How do you solve this? By using a different database per MailerQ instance? Or a different database per CPU? And how do you merge all these data if you want access to the aggregated statistics? These are all complicated issues, and it is not really the job of the program that sends out the messages (MailerQ) to solve this. In reality, you are much better of by using optimized tools for data collecting and data processing.
Tracking deliveries for low volumes
MailerQ does not insert data into database tables for the send attempts. There is a very good reason for this: MailerQ is a scalable application that does not want to be limited by the performance of a file system or database. All the results of MailerQ deliveries (successful deliveries, but also the failures and retries) are published to fast RabbitMQ message queues instead, and not to slow disks or databases.
But if your send volume is not too high, it would still be nice to store all results in database anyway, and use old fashioned SQL queries for getting statistical information. To achieve this, you can simple write a couple of scripts that retrieve the results from RabbitMQ, and store the things you need in a database. You then only need to make a simple website that queries this database and present the information to the user.
Statistics for large volumes
However, if you use MailerQ, you probably send out huge volumes of email. It then makes no sense to insert all the results into database tables, and run live queries on these tables. That would be totally unscalable, and the performance will deteriorate once the volumes get higher. This is exactly the situation that we had to deal with at Copernica (the company behind MailerQ). How did we solve it?

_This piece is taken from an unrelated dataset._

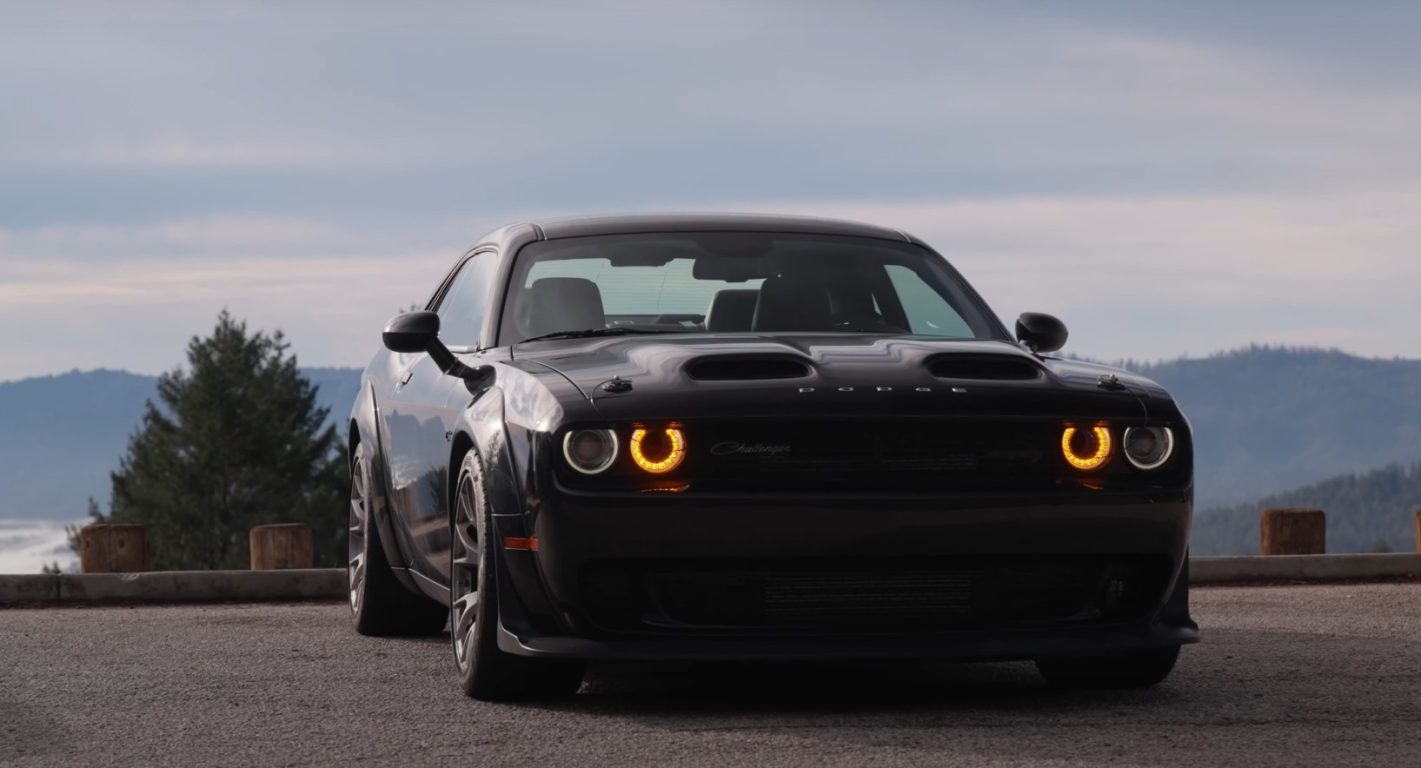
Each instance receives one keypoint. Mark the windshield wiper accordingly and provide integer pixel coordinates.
(589, 333)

Well, we wrote scripts that collect all results from the message queues, and that write these results to log files on a distributed file system. This is very scalable: if the rate at which the results comes in is higher than our scripts or disks can handle, we can simply scale up by running more scripts or by adding more servers and disks.

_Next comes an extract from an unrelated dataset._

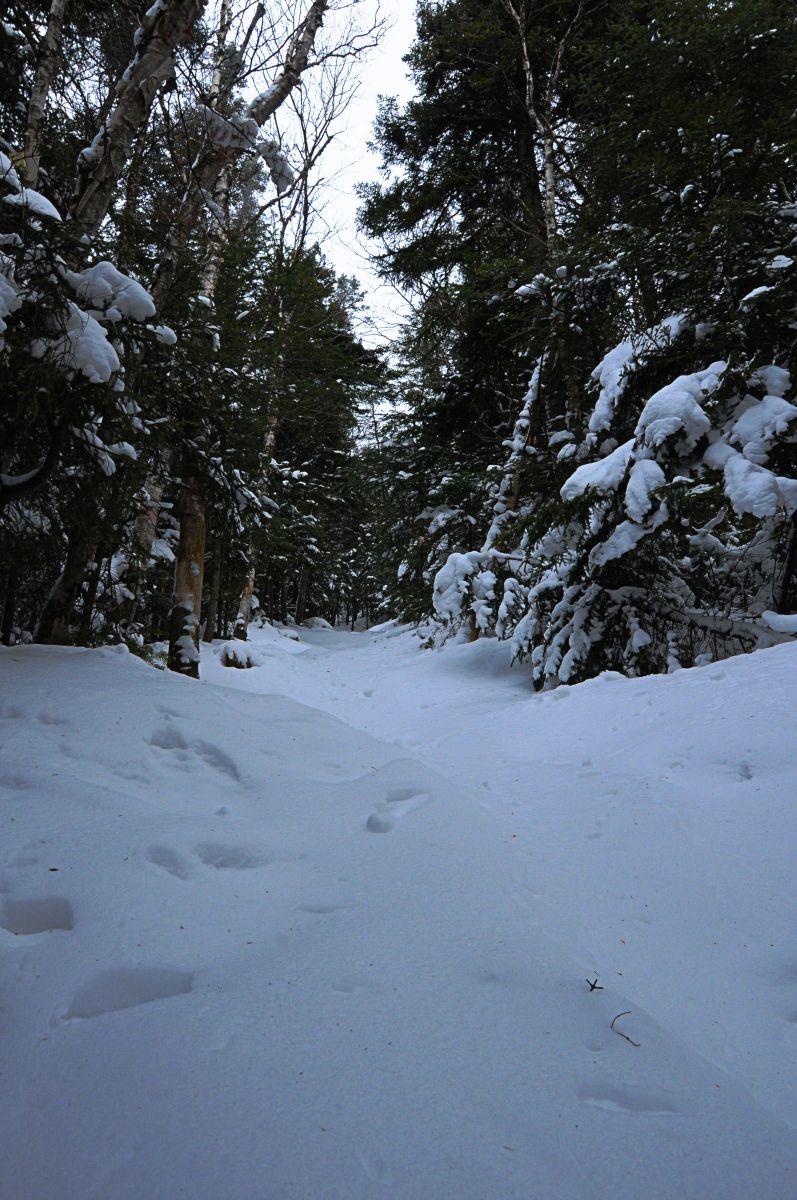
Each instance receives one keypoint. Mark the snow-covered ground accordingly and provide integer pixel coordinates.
(321, 929)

As a consequence, all our delivery results are stored in gigabytes of log files on a distributed file system, ready to be used for collecting all sorts of statistics. In practice, most of this information is never needed, because people turn out not to be very interested in the statistics from three years ago, and prefer data about the mailings they sent yesterday. And besides that: the statistics are not opened by all the users at the same time. It is therefore nice that we have stored all this data in cheap and scalable log files, instead of not-very-scalable databases.

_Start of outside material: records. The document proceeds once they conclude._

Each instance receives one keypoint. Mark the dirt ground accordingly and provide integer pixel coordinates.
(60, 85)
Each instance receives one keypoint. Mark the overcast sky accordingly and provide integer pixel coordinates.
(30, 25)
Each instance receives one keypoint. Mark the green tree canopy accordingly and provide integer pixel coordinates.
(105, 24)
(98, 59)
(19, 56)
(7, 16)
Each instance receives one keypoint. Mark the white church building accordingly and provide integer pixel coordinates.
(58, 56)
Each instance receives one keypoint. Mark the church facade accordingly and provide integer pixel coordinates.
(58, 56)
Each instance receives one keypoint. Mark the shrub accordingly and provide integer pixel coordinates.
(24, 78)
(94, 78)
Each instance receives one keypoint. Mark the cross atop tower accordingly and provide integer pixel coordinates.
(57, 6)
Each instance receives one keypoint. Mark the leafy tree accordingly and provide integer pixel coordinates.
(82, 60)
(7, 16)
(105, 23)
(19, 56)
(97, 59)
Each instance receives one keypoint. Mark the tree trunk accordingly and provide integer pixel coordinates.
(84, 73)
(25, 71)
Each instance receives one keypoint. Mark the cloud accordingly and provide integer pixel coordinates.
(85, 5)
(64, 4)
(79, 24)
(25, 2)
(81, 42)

The only thing that we permanently store in the database are the key numbers of recently sent campaigns, which we immediately present to the user the moment he or she opens the statistics dashboard. All the other information is stored in log files, waiting for the unlikely event that someone is interested in it.
The moment someone opens the statistics, we show the denormalized data from the database, and at the very same time we start distributed map/reduce jobs that process all the log files for that specific customer. This distributed map/reduce job runs on many servers in parallel, and collects all the relevant information and stores it in a temporary database. This job only takes a couple of seconds to run, fast enough to be ready when the user starts navigating through the dashboard.
If you are interested in creating a similar setup, it is nice to know that we have released the special tool that we use for running these distributed map/reduce jobs. This tool is called Yothalot, and allows you to run distributed map/reduce jobs on many different servers in parallel. It can be used for much more than just processing log files, because it is a generic tool for processing data.
Future Yothalot - MailerQ integration
Both Yothalot and MailerQ are created by Copernica, and are used for processing email results and creating statistics. The solutions are both available for third parties and can be used to send email, and to process big data.
The software-in-the-middle, the algorithms that write data to log files and that create the statistics is at this moment in time not available. The reason for this is that these algorithms are completely optimized for our own business needs - and are not (yet?) usable for senders in general.